Retired homeowners made an average of £74,000 by releasing equity from their homes in the first three months of the year with a quarter of them using the cash to help their families.
That’s according to the latest research by Key Retirement, which discovered 26% of pensioners were using their released equity to pay for family members’ house deposits, university or school fees, debt repayments and holidays.
In fact, Key’s Q1 Equity Release Market Monitor revealed, 30 retired homeowners per day gave away some or all of the cash released from their homes in the first three months of the year.
And it disclosed the total value of the property wealth released to the end of March increased by 23% to a total of £777 million, with the number of plan sales soaring by 22%. These were both new record highs for the first quarter of the year, said Key Retirement.
The data also zoned into regional trends, identifying more than a quarter of equity release sales were in the South East of England.
But, when it came to spending the money, home and garden improvements was the most popular use of the cash with 63% of homeowners using released cash to enhance their property.

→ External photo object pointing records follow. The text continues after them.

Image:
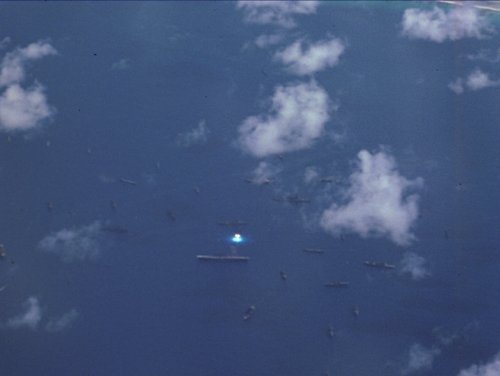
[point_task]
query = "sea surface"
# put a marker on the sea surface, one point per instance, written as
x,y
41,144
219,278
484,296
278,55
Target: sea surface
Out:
x,y
146,305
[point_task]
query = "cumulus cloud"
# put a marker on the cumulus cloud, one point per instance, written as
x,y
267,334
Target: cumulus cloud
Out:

Clearing debt was another common use for the money with 21% using it pay off existing mortgages including interest-only capital repayments and 30% using it to pay off credit cards and loans.
Meanwhile, 31% of homeowners used the money to fund holidays.
Dean Mirfin, chief product officer at Key Retirement, said: “Gifting is a major motivation for equity release and our data shows it is more a case of parents and grandparents wanting to gift rather than children asking for help.
“They’re motivated by the desire to help when the money is really needed and being around to see the difference that it makes. In addition, equity release enables them to have some control over how the money is ultimately used.”